Were less coercive options, pursued in some other countries, given genuine consideration? How do you account for the fact that the national pandemic plan says lockdowns are only to be used as a last resort, yet we had lockdowns and closed state borders imposed as a first response, sometimes with just one case?  

Not one of our governments has released the health advice upon which the restrictions were based, so others can assess whether they are scientifically sound and proportionate to the risk. Instead, public health officials have become media personalities, judged on their TV presence rather than the soundness of their policy advice.    

Indeed, accountability overall is low. Sittings of parliament, state and federal, have been postponed, suspended or neutered, removing or reducing the opportunity to hold ministers to account. Not that any parliamentary oppositions have offered a critique of the measures anyway. In reality, beyond some trivial questioning by mainstream media, most of which is reflexively Hobbesian, ministers and senior bureaucrats have rarely had to defend their decisions.  

Perhaps most important of all, there has been minimal attention paid to whether the measures are temporary. A Lockean society might tolerate a loss of freedom if it perceives the threat to be significant, but it has an expectation that it will be temporary.  

Rather than what we are seeing in the UK, where vaccine passports have been ditched and some of the emergency legislation repealed, each relaxation of restrictions in Australia is presented as a reward for good behaviour.  

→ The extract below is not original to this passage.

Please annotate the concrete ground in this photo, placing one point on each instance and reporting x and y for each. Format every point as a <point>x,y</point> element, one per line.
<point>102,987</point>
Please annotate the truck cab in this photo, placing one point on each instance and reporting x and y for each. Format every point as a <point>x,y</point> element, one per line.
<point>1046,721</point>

In many ways, the Hobbes versus Locke distinction is the story of western civilisation: individualism versus collectivism, personal responsibility versus government control. The Covid experience tells us that Australia is, below the surface, quite an authoritarian country. And while they might not think too hard about it, most Australians would choose Hobbes over Locke.   

For those of us who prefer Locke, this is depressing. We have had four hundred years to compare the two approaches and the evidence is clear: government can be a wonderful servant, but a terrible master.  

The author of the Declaration of Independence, Thomas Jefferson, famously wrote: “what country can preserve its liberties if their rulers are not warned from time to time that their people preserve the spirit of resistance?” 

If he were to tell us that now, I wonder how many would listen.  

David Leyonhjelm is a former senator for the Liberal Democrats.